Why Is the KC Health Department Stopping Neighbors from Feeding the Homeless?
For the past several years, a group of friends and neighbors have gathered on Sunday afternoons in three public parks to share a meal together and serve hundreds of people in need in Kansas City. This past Sunday, unfortunately, the Kansas City Health Department shut down the group and threw away the food they had prepared even though there were still people waiting in line to eat.
Were there health-related complaints or reports of people getting sick from the food? No—they simply did not have a permit to be serving food. The group is not a nonprofit; it is just an informal network of people in the Kansas City metro area giving of their own time and resources, so getting permits for the weekly gatherings would not be so simple.

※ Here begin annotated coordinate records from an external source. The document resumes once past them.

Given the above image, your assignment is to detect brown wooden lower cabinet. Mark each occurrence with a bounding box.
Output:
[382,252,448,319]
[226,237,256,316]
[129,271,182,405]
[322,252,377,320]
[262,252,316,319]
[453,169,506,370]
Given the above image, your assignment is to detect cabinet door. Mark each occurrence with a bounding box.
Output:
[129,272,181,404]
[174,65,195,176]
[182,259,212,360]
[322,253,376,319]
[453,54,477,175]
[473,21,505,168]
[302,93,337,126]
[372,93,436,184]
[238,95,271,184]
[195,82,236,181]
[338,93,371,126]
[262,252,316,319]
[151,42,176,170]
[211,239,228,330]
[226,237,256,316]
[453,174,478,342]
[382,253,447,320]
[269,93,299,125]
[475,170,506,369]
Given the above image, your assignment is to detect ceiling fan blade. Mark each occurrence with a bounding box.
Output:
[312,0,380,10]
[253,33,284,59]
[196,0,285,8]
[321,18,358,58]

If the group had a track record of making people sick or there were other safety concerns, then it would make sense for the Health Department to step in and shut them down. But does the city really have a good reason to disrupt this community of individuals who want to feed and build relationships with the homeless and those in need? If the city does have health or safety concerns beyond the lack of a permit, it should make that clear. But with areas of need in the city, it seems that Kansas City could use more of these organic communities, not fewer of them.
In the discussion forum on the group’s Facebook page, several people noted that the police officers and some of the inspectors were not happy with having to shut down the gathering and throw away the food—so we’re not dealing with heartless city officials here. The problem is that there are regulations in place, and they have to be enforced.
Unless there are compelling health and safety reasons to keep them in place, shouldn’t Kansas City—along with other cities in Missouri—identify and amend these kinds of regulations that get in the way of people reaching out to those who are less fortunate?